The advice comes on the back of the revelation that the United Kingdom holds a stockpile of only one roll per citizen, with the rest imported in a just in time sequence from across the ENGLISH Channel day in and day out.

And in what promises to turn all guts to jelly, transport supremo Chris “failing” Grayling is going to be responsible for keeping your bottom wiped.

”The Daily Mail is of course anticipating a boom in sales,” Mr White Tiles continues, “as remainers stock up on the best alternative to rolls of paper in Labrador puppy packaging.”

The Express and The Sun likewise see a massive surge of sewer journalism turning into actual sewerage as the No Deal goal of the multi-billionaire, tax evading Brexiters comes to fruition.

”Laxative suppliers are downbeat though,” our correspondent continues, “the future is not smelling of roses for everyone, in spite of the pre-referendum assurances from walking, talking, permanently clogged human colons such as Fartage and Bum Buxom Boris. With everyone shitting themselves the moment martial law is imposed in April to ensure the cabinet maintains their own supplies of big roll.”

Best advice we can offer is to start stocking up on tabloid journalism now and probably leaves, lots of big leaves.

”Not nettles though,” Mr White Tiles adds, “unless you want to distract yourself for a while from the shit for brains idicoy of Brexit by rubbing the prickly little bastards on your ring.”

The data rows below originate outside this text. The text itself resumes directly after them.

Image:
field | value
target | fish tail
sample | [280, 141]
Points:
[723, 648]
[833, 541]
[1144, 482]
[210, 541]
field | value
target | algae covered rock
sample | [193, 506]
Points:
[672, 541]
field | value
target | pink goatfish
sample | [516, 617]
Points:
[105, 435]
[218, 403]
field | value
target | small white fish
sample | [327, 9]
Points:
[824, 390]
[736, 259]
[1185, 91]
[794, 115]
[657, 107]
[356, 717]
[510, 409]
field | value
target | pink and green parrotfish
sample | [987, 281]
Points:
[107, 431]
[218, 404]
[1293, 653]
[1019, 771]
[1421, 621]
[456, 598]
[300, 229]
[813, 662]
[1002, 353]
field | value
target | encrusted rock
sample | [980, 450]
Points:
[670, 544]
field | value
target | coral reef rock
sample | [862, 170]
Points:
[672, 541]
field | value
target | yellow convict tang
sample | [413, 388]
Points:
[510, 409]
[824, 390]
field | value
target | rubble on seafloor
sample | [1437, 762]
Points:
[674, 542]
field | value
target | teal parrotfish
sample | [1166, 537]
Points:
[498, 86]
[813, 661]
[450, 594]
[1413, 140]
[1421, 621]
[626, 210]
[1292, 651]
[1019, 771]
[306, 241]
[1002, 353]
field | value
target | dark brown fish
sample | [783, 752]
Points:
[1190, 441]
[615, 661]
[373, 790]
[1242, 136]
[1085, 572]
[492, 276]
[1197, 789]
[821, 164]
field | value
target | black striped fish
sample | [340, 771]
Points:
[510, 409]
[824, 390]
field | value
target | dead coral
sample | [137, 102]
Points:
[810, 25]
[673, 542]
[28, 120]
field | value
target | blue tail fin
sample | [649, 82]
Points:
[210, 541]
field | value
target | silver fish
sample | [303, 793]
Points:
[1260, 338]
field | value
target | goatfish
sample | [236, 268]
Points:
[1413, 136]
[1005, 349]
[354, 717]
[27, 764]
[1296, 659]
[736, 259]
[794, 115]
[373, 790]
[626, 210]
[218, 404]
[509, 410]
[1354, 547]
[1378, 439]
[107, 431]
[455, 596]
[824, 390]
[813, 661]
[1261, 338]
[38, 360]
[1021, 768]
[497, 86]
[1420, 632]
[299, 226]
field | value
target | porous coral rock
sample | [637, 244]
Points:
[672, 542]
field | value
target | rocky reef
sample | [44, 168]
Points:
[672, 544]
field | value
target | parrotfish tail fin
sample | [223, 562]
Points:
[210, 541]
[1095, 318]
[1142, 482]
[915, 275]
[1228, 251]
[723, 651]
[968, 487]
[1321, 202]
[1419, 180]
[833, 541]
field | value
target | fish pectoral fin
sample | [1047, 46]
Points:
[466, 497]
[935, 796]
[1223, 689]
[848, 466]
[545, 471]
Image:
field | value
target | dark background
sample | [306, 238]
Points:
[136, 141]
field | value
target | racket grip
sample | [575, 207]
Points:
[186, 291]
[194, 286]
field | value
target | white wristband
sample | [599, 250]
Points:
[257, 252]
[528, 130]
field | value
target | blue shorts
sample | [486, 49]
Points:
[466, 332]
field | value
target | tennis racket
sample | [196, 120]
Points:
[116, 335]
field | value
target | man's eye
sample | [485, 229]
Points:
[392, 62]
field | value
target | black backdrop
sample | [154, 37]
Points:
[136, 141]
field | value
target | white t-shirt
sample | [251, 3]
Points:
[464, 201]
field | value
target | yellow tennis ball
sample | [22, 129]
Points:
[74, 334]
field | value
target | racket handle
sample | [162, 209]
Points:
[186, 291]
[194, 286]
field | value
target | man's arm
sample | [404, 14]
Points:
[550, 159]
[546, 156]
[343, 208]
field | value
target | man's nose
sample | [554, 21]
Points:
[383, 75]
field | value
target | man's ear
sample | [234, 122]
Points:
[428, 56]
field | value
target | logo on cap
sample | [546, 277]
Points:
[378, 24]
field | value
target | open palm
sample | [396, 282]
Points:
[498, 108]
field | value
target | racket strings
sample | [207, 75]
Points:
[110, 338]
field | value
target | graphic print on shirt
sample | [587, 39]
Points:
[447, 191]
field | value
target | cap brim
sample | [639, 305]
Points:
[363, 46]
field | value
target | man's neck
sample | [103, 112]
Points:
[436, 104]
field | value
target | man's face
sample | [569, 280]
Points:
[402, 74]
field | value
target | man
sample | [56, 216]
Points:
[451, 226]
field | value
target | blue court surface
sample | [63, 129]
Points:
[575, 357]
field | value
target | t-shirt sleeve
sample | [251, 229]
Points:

Divided Tories unable to add up

Sums are not the Conservatives’ strongest point. This mean – not to say average – bunch are so divided into different fractions that nothing they say adds up any more.

The least numerate of all the government departments is, naturally, the DExEU. Every impact assessment, every prediction, every confident pronouncement gives the same impression. That of a reluctant eight year old doing his maths homework.

LCD Views sought the opinion of number cruncher Algie Braic. “They really are a few beads short of an abacus,” he sighed. “It’s lies, damned lies, as they say. Most of the time they seem to be picking random numbers out of thin air. It’s a tombola Brexit now.”

This is quite apt, as everyone in the country has effectively bought a ticket, in the expectation of winning the jackpot. Naturally, first prize had already been awarded to the organisers

“The examples of a poor head for figures are many,” Braic continued. “From mythical amounts painted on to the side of a bus, to fantastical trade deals and promises of greater funding for our public services. I’ve got their number!”

Not to mention the “95% complete Brexit”, which, according to Guy Verhofstadt, means “0% complete”.

It’s not just the government. The BBC equated 700,000 People’s Vote protesters with 1,200 Leave Means Leave activists. All those zeros must count for nothing.

Factor in all the crazy economics sponsored by the ERG, and you get the irrational situation in which every negative is a positive. Good news if you have an overdraft, but it does not bode well when the Treasury is scrabbling behind the sofa for loose change.

“I’ve tried to figure it out,” says Braic, scratching his head. “But it boils down to the fact that this government regards zeros simply as placeholders. Like most Tory MPs, in fact.”

Ultimately there is only one fact to bear in mind. 73.9% of all statistics are made up.